88. A pharmaceutical composition according to any one of claims 85 to 87, further comprising an immune checkpoint inhibitor molecule.

89. The pharmaceutical composition according to claim 88, wherein the immune checkpoint inhibitor molecule is an antibody or antibody fragment against an immune checkpoint.
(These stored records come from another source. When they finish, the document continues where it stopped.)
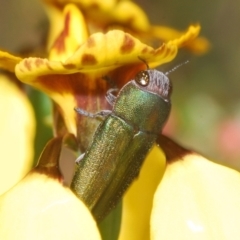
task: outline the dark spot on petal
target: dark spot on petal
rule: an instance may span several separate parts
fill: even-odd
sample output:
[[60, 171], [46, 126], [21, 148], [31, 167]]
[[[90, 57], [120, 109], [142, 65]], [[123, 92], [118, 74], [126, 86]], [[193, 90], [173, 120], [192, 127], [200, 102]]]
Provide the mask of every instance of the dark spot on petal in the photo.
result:
[[64, 22], [64, 32], [66, 35], [69, 33], [69, 24], [70, 23], [70, 12], [66, 14], [65, 22]]
[[134, 40], [128, 34], [125, 34], [123, 45], [120, 48], [121, 53], [131, 52], [134, 48], [134, 45], [135, 45]]
[[82, 56], [82, 65], [95, 65], [96, 63], [97, 60], [92, 54], [84, 54]]
[[148, 52], [148, 47], [143, 48], [142, 53], [147, 53]]
[[24, 61], [24, 66], [27, 68], [28, 71], [31, 71], [32, 66], [31, 66], [31, 60], [25, 60]]
[[65, 38], [69, 35], [69, 25], [70, 25], [71, 16], [68, 12], [64, 21], [64, 29], [60, 33], [59, 37], [55, 40], [53, 47], [60, 54], [65, 51]]
[[37, 59], [35, 60], [35, 65], [36, 65], [36, 67], [39, 67], [39, 66], [41, 66], [42, 64], [44, 64], [43, 59], [37, 58]]
[[76, 68], [76, 65], [73, 63], [69, 63], [69, 64], [64, 64], [63, 67], [66, 69], [74, 69]]

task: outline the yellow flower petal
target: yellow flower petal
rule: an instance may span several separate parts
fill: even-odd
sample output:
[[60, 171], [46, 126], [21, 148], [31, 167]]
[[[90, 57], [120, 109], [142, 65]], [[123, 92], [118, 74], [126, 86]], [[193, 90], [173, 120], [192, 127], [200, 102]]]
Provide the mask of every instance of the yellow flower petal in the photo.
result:
[[[45, 0], [45, 2], [62, 8], [70, 2], [76, 4], [79, 9], [84, 11], [91, 33], [114, 28], [122, 29], [150, 41], [156, 41], [157, 38], [164, 42], [179, 38], [183, 34], [183, 32], [169, 27], [150, 25], [145, 12], [132, 1]], [[197, 37], [186, 43], [184, 47], [195, 54], [204, 54], [209, 50], [210, 43], [204, 37]]]
[[65, 61], [88, 37], [84, 17], [75, 5], [66, 5], [63, 20], [65, 25], [63, 31], [53, 43], [49, 53], [49, 60], [52, 61]]
[[[16, 66], [16, 74], [20, 80], [33, 85], [34, 80], [36, 81], [39, 76], [99, 71], [101, 73], [98, 75], [101, 75], [124, 64], [142, 63], [139, 58], [144, 59], [151, 67], [155, 67], [171, 61], [177, 54], [177, 46], [194, 39], [199, 30], [199, 26], [191, 26], [186, 34], [157, 49], [141, 43], [120, 30], [112, 30], [106, 34], [96, 33], [66, 61], [27, 58]], [[40, 85], [38, 81], [36, 82]]]
[[[192, 39], [198, 31], [199, 28], [191, 27], [181, 38], [157, 49], [120, 30], [106, 34], [96, 33], [65, 62], [24, 59], [16, 66], [16, 75], [21, 81], [46, 92], [60, 106], [69, 132], [76, 135], [76, 115], [73, 108], [77, 104], [74, 97], [81, 91], [81, 84], [88, 84], [94, 89], [98, 84], [91, 80], [109, 76], [111, 71], [124, 65], [143, 65], [140, 59], [144, 59], [151, 67], [169, 62], [177, 54], [177, 45]], [[64, 76], [73, 73], [76, 75]], [[86, 80], [88, 82], [84, 83]]]
[[15, 66], [22, 60], [20, 57], [0, 51], [0, 68], [14, 72]]
[[64, 65], [82, 68], [83, 72], [103, 70], [106, 73], [124, 64], [142, 63], [139, 58], [144, 59], [151, 67], [157, 66], [171, 61], [176, 54], [175, 42], [153, 49], [130, 34], [112, 30], [107, 34], [92, 35]]
[[57, 180], [30, 173], [0, 197], [0, 239], [101, 239], [87, 207]]
[[46, 3], [65, 5], [67, 3], [74, 3], [80, 5], [83, 8], [101, 8], [101, 9], [111, 9], [113, 8], [118, 0], [44, 0]]
[[45, 0], [47, 3], [64, 6], [67, 3], [74, 3], [79, 6], [86, 15], [87, 20], [95, 21], [96, 25], [101, 25], [102, 29], [107, 26], [116, 25], [127, 26], [134, 31], [146, 31], [149, 28], [149, 22], [144, 11], [131, 1], [116, 0]]
[[71, 140], [51, 139], [37, 167], [0, 196], [0, 239], [100, 239], [87, 207], [61, 184], [59, 160]]
[[[200, 31], [200, 25], [196, 25], [195, 27]], [[170, 41], [171, 39], [180, 38], [183, 35], [183, 32], [165, 26], [152, 26], [150, 28], [150, 33], [163, 41]], [[187, 47], [195, 54], [204, 54], [209, 50], [210, 43], [204, 37], [197, 37], [197, 35], [193, 37], [192, 35], [192, 38], [189, 38], [189, 41], [179, 43], [178, 46]]]
[[154, 197], [151, 239], [238, 239], [240, 174], [190, 153], [167, 166]]
[[145, 159], [139, 177], [123, 198], [123, 212], [119, 240], [150, 239], [150, 216], [153, 195], [165, 170], [166, 159], [154, 147]]
[[[77, 126], [73, 108], [79, 106], [94, 112], [109, 107], [106, 106], [104, 98], [106, 82], [102, 77], [107, 75], [114, 80], [119, 79], [120, 74], [126, 74], [121, 69], [123, 66], [139, 70], [137, 65], [145, 67], [140, 59], [147, 61], [151, 67], [171, 61], [177, 54], [177, 44], [188, 41], [188, 38], [195, 36], [198, 31], [198, 28], [192, 27], [181, 38], [157, 49], [120, 30], [109, 31], [106, 34], [96, 33], [65, 62], [40, 58], [24, 59], [16, 66], [16, 75], [21, 81], [47, 93], [58, 104], [67, 130], [77, 136], [78, 128], [81, 136], [87, 136], [80, 140], [84, 141], [83, 146], [86, 147], [91, 139], [89, 132], [93, 133], [98, 123], [89, 124], [83, 120], [81, 126]], [[126, 72], [133, 73], [133, 70], [128, 69]], [[126, 82], [130, 78], [122, 76], [120, 79]], [[91, 102], [95, 108], [89, 107], [93, 106]], [[87, 127], [88, 125], [90, 126]]]
[[33, 164], [35, 118], [22, 91], [0, 75], [0, 195], [22, 179]]
[[[120, 46], [111, 44], [112, 48], [109, 47], [108, 44], [114, 41], [115, 38], [118, 39], [118, 37], [120, 37], [120, 40], [124, 40], [124, 36], [125, 33], [121, 31], [112, 31], [106, 36], [100, 33], [95, 34], [87, 41], [87, 43], [82, 45], [76, 54], [74, 54], [74, 56], [67, 62], [61, 63], [48, 61], [46, 59], [29, 58], [23, 60], [17, 65], [16, 74], [23, 82], [46, 92], [56, 103], [58, 103], [59, 106], [61, 106], [62, 115], [64, 116], [65, 124], [69, 132], [76, 135], [76, 120], [73, 108], [77, 103], [74, 99], [73, 93], [78, 91], [78, 88], [81, 89], [81, 81], [84, 81], [84, 78], [88, 78], [88, 81], [90, 82], [93, 77], [91, 77], [91, 75], [89, 77], [76, 75], [74, 79], [73, 75], [64, 77], [64, 75], [59, 76], [57, 74], [70, 74], [74, 72], [90, 72], [91, 74], [91, 72], [95, 72], [95, 74], [98, 74], [98, 77], [101, 78], [106, 75], [108, 71], [121, 66], [124, 62], [140, 62], [137, 56], [139, 54], [138, 51], [135, 51], [133, 56], [131, 56], [130, 53], [127, 53], [129, 50], [132, 52], [129, 48], [131, 48], [132, 40], [135, 40], [129, 38], [128, 35], [125, 37], [125, 45], [124, 43]], [[133, 41], [132, 43], [134, 44], [135, 42]], [[141, 49], [144, 49], [146, 46], [141, 44], [138, 40], [136, 40], [136, 43], [138, 48], [140, 47]], [[95, 46], [92, 46], [91, 44], [94, 44]], [[121, 52], [118, 53], [121, 46], [123, 48], [122, 55]], [[160, 51], [158, 55], [162, 56], [163, 59], [160, 61], [170, 61], [177, 52], [177, 49], [174, 46], [168, 47], [167, 45], [164, 45], [161, 49], [162, 51]], [[105, 50], [105, 53], [103, 50]], [[153, 49], [146, 47], [145, 50], [148, 52]], [[154, 51], [154, 53], [157, 55], [157, 51]], [[149, 56], [150, 53], [146, 54]], [[165, 54], [167, 54], [167, 57], [165, 57]]]
[[59, 34], [64, 28], [64, 13], [61, 9], [50, 4], [43, 4], [45, 12], [49, 20], [49, 31], [46, 49], [49, 50], [53, 46], [53, 43], [59, 37]]
[[131, 1], [118, 1], [116, 6], [102, 14], [105, 15], [105, 21], [115, 22], [135, 31], [147, 31], [150, 26], [145, 12]]

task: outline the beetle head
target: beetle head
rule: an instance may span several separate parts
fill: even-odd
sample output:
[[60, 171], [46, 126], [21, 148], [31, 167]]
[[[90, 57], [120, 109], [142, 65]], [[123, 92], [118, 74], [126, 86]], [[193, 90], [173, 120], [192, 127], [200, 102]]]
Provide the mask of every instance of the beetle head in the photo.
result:
[[136, 74], [134, 80], [143, 91], [157, 94], [167, 102], [170, 100], [172, 85], [164, 73], [155, 69], [143, 70]]

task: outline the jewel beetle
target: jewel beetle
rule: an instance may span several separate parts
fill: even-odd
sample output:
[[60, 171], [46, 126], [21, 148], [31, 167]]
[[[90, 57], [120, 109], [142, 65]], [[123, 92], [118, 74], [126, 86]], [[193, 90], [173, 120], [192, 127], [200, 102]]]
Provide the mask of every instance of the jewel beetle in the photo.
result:
[[116, 206], [138, 176], [171, 109], [171, 83], [166, 74], [155, 69], [138, 72], [117, 96], [115, 91], [110, 89], [106, 94], [112, 111], [92, 114], [75, 108], [87, 117], [105, 117], [80, 157], [71, 184], [96, 220]]

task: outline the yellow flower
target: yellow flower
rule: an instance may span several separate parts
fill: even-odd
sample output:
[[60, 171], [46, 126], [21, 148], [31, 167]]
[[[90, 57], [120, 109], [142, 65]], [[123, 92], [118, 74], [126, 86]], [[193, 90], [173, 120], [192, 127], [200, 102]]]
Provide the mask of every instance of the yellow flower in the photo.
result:
[[26, 95], [4, 74], [0, 74], [0, 102], [1, 195], [32, 167], [35, 118]]
[[[33, 239], [39, 233], [42, 239], [100, 239], [85, 205], [59, 182], [63, 138], [72, 134], [84, 152], [99, 124], [76, 117], [73, 108], [89, 112], [108, 109], [105, 93], [109, 86], [104, 76], [121, 88], [146, 68], [143, 61], [154, 68], [173, 60], [180, 47], [203, 53], [209, 44], [197, 37], [199, 25], [190, 26], [184, 33], [151, 26], [131, 1], [45, 2], [51, 20], [48, 59], [21, 59], [0, 52], [0, 67], [51, 97], [55, 138], [44, 149], [38, 166], [0, 197], [0, 238]], [[152, 48], [148, 44], [156, 38], [164, 43]], [[158, 148], [151, 154], [124, 197], [119, 239], [159, 239], [155, 231], [158, 220], [154, 220], [158, 200], [153, 205], [153, 199], [157, 199], [154, 195], [166, 159]]]
[[87, 207], [60, 182], [61, 147], [62, 138], [51, 140], [38, 167], [0, 196], [0, 239], [101, 239]]
[[123, 198], [119, 240], [150, 239], [153, 197], [166, 168], [166, 158], [155, 146], [145, 159], [139, 177]]
[[238, 239], [239, 172], [164, 136], [158, 143], [166, 170], [155, 148], [124, 196], [119, 239]]
[[238, 239], [239, 183], [239, 172], [201, 155], [169, 165], [154, 197], [152, 238]]
[[[179, 38], [183, 34], [181, 31], [166, 26], [151, 25], [145, 12], [132, 1], [44, 0], [44, 2], [46, 3], [47, 12], [51, 20], [48, 46], [52, 45], [58, 35], [58, 30], [61, 26], [59, 18], [62, 9], [69, 3], [74, 3], [82, 9], [90, 34], [99, 31], [107, 32], [111, 29], [120, 29], [137, 38], [144, 39], [149, 44], [156, 41], [156, 39], [166, 42]], [[185, 42], [182, 46], [193, 51], [195, 54], [204, 54], [208, 51], [210, 44], [204, 37], [196, 37], [192, 41]]]
[[[121, 30], [95, 33], [83, 41], [76, 30], [76, 25], [86, 28], [81, 12], [69, 4], [64, 9], [64, 17], [64, 30], [50, 51], [50, 59], [23, 59], [16, 65], [15, 73], [21, 81], [44, 91], [58, 104], [67, 131], [74, 135], [77, 135], [74, 107], [89, 112], [108, 107], [103, 76], [121, 87], [137, 71], [146, 68], [141, 59], [150, 67], [169, 62], [176, 56], [178, 46], [194, 39], [200, 30], [199, 26], [191, 26], [180, 38], [153, 49]], [[89, 136], [89, 132], [84, 132], [88, 122], [81, 121], [84, 129], [78, 126], [81, 135]]]

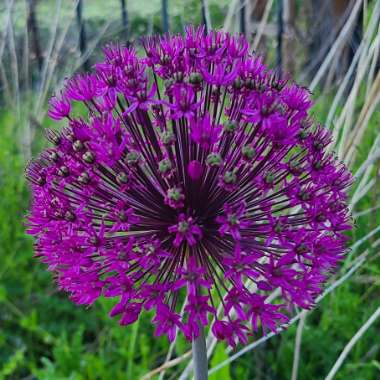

90. The pharmaceutical composition according to claim 88, wherein the immune checkpoint is selected from CTLA4, LAG3, TIM3, TIGIT, VISTA, BTLA, OX40, CD40, 4-1BB, PD-1, PD-L1, GITR, B7-H3, B7-H4, KIR, A2aR, CD27, CD70, DR3, and ICOS.

91. The pharmaceutical composition according to claim 90, wherein the immune checkpoint is CTLA4, PD-1, or PD-L1.

92. A pharmaceutical composition according to any one of claims 88 to 91, further comprising an antibody or antibody fragment against an antigen selected from CTLA4, PD1, PD-L1, AXL, ROR2, CD3, HER2, B7-H3, ROR1, SFRP4, and WNT proteins.

93. A method for treating cancer, comprising the step of administering an immune conjugate according to any one of claims 30 to 79 or a pharmaceutical composition according to any one of claims 85 to 92 to a patient having cancer.

94. Use of an immunoconjugate conjugate according to any one of claims 35 to 84 or a pharmaceutical composition according to any one of claims 85 to 92 for the treatment of cancer.

95. A diagnostic or therapeutic kit comprising a conjugate according to any one of claims 1 to 23, a linker according to any one of claims 24 to 34, or an immunoconjugate according to any one of claims 35 to 84, or a pharmaceutical composition according to any one of claims 85 to 92, and instructions for using the antibody or antibody fragment, the immunoconjugate and / or the pharmaceutical composition for diagnostic or therapeutic purposes.

96. Compounds represented by formula III: 【Transformation 34】 (In the formula, R 5a and R 5b However, independently or simultaneously, hydrogen, substituted or unsubstituted C 1 ~C 6 Acyl, or substituted or unsubstituted C 1 ~C 6 It is alkyl; R 6 but, 【Chemistry 35】 (Selected from the group consisting of the following).

97. R 6 but 【Transformation 36】 If R 5a is acetyl, R 5b It is hydrogen, R 6 but, 【Chemistry 37】 If R 5a R is an acetyl group, 5b It is a methyl group, R 6 but, 【Transformation 38】 If R 5a and R 5b The compound according to claim 96, wherein all atoms are hydrogen.